# Coloring soap with vanilla fragrance



## Megan (Jul 13, 2018)

I have a fragrance oil with a 4% vanillin content and it discolors to a cinnamon brown. I am making a fall themed soap with it, so I would like to have colors like red, orange, yellow and a smidge green. I'm wondering if there's anything I can do to make it work (besides a stabilizer).  I think the red and orange will be okay with a tinge of brown in them, what I'm worried about is the yellow and the green (mostly the green). I'm wondering if titanium dioxide added to those colors would help any with , or if I should just do without fragrance in those colors and just add it to the others.


*edited, I found the answer to one question and deleted that one.
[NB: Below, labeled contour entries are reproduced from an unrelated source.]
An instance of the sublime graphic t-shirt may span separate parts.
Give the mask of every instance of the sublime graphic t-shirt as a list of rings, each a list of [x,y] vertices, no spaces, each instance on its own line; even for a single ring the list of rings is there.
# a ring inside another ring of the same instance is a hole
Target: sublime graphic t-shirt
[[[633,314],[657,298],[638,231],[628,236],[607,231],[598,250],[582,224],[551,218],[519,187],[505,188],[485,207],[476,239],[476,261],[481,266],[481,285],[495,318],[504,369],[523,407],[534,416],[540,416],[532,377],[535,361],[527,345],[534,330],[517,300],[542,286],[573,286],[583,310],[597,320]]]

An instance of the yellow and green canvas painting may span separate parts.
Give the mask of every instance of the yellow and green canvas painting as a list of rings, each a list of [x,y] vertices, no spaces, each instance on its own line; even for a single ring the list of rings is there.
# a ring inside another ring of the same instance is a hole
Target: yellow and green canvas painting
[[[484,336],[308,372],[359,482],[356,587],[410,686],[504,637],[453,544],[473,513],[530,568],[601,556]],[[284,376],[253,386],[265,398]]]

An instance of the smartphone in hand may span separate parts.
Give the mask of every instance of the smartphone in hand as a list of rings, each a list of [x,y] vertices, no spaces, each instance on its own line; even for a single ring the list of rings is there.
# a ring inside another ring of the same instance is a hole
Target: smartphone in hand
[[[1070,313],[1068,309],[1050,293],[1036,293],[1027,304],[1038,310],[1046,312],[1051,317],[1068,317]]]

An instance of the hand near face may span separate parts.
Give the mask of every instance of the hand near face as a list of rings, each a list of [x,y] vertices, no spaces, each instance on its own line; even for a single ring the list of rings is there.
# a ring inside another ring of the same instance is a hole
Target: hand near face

Also, does anyone have examples of soap with colors and a discoloring fragrance?


----------



## Misschief (Jul 13, 2018)

I have one but it hasn't discoloured much yet. In my case, I used the fragrance that discolours in the uncoloured base and used a non-discolouring fragrance in the coloured part. After two weeks, it's just starting to discolour a bit. After 4 weeks, I'll take a picture to compare before and after.


----------



## shunt2011 (Jul 13, 2018)

Vanilla is not the only thing that can cause discoloration.  At 4% it will get fairly dark.  You could try TD but keep in mind it will make your colors lighter too.  I've had a soap with no vanilla turn my colors to blah non discernible colorations.   I've done several soaps that I've left batter unscented to color and added the fragrance to the rest.  It took awhile but it did eventually affect the colored portion after time (6 months or so).   I use vanilla stabilizer now if I want them to not change.  I've got a couple 6 months old and still perfect coloring with a high vanilla content FO.


----------



## dibbles (Jul 13, 2018)

There was a challenge using a discoloring FO. Here is a link to the entry thread with lots of pictures: https://www.soapmakingforum.com/thr...ing-challenge-september-discoloring-fo.56326/

Some will bleed and some won't, or at least won't for a long time. The Vanilla Milk FO I used bleeds quickly into other areas, and gets very dark brown. I wouldn't use the discoloring FO in the yellow or green unless you are okay with them ending up being murky. The yellow might end up a gold color which would be pretty. 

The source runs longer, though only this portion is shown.